Times are good, but Myers said the city recognizes the cyclical nature of the industry – boom and bust and boom again.

“The Barnett Shale has been nice to the city of Bridgeport,” he said, “but by no means do we budget the majority of that revenue because we’ve seen increases in recent years. We budget very conservatively … Bridgeport has experienced an oil bust before, and we hope that the Barnett Shale is a different.”

Less than 50 percent of the gas money Bridgeport expects to receive in 2008 is budgeted toward projects, he said. In that way, unexpected drops – such as the past few months’ 50 percent plunge in natural gas prices – don’t tamper with city budgets or impede development – what Myers describes as a built-in “allowance for a downturn.”

“Drilling a well in Fort Worth is significantly more expensive than drilling a well in the country, and getting the pipeline access to that well is significantly less expensive in the country, so operators are better at turning a profit,” Myers said. “Since the price of gas has gone down, I’m sure there are some of those expensive wells that aren’t going to be produced. But the threshold for profit is a lot lower in the rural setting.”

About 10 miles east, Decatur similarly has benefitted from oil and gas drilling, but City Manager Brett Shannon said he hasn’t let it become the leg that keeps the table standing.

The total net taxable value within the city limits is $562 million; of that amount, between $35 million and $40 million is oil- and gas-related, he said.

“It’s great when things are going good, but you’ve got to be careful when things go bad,” Shannon said in reference to revenue it receives from industry-related activities. “If oil really does go into a slump, I [will] hardly notice it because my construction is up. But that doesn’t mean there won’t be some indirect effects … Strictly from a property tax standpoint I’m a little more diversified than others.”

All revenue earned from the industry goes into a street-improvement fund, so the city is “able to do street work without solely depending on tax dollars for the funding,” he said.

Recently, the city leased 20 acres of its wastewater plant site for drilling.

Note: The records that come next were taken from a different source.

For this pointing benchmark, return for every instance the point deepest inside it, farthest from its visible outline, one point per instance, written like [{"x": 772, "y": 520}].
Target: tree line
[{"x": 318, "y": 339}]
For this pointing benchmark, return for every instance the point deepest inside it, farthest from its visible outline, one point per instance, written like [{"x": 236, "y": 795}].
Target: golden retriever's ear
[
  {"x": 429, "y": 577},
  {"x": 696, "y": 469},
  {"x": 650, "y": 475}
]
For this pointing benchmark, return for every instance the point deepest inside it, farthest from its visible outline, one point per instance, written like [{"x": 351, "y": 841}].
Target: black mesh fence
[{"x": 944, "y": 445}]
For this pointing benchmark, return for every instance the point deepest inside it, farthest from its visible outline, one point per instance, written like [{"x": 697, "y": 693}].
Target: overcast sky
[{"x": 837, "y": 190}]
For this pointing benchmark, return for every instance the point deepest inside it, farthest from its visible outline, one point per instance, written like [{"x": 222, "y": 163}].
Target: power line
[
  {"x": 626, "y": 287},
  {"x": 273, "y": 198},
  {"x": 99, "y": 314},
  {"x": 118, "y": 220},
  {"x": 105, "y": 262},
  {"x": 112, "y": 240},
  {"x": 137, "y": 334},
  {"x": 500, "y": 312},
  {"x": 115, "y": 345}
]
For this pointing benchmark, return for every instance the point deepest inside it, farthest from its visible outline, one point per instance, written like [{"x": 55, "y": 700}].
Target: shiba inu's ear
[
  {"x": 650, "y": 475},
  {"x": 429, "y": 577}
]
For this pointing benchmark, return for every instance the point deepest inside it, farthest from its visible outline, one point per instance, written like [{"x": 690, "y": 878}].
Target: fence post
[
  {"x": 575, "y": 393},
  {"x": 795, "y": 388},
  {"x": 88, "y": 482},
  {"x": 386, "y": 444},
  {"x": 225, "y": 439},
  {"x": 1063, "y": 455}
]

“It’s a nice check,” Shannon said of the royalty earnings.

The city of Weatherford also experienced a significant increase in oil and gas revenue. The city received $7.3 million in 2006 from mining/quarrying/oil and gas extraction-related activities, according to the Texas state comptroller’s office. Weatherford earned $30.4 million in 2007, a 318 percent increase in one year.

The Mansfield Independent School District was impacted in a different way by natural gas drilling.

The district had hoped to build several new schools to handle its booming population, but with the current glut of houses, many subdivisions have been canceled, and most of the land is set for natural gas drilling, according to news reports. Those new schools subsequently were shelved.

Still, the revenue Mansfield might earn from drilling could benefit it in the same way drilling impacted Bridgeport and Decatur.

While the money from natural gas drilling may line the cities’ pockets, Myers said it’s a different fact that impacts the city in a more positive way.

“Everybody always looks at the money, but the people who are related to the oil and gas industry, from the management down to the worker, are in the community,” Myers said. “In the big communities they might get washed out, but in the smaller communities … you know who they are, they’re wearing the EnCana hats or the Devon hats.”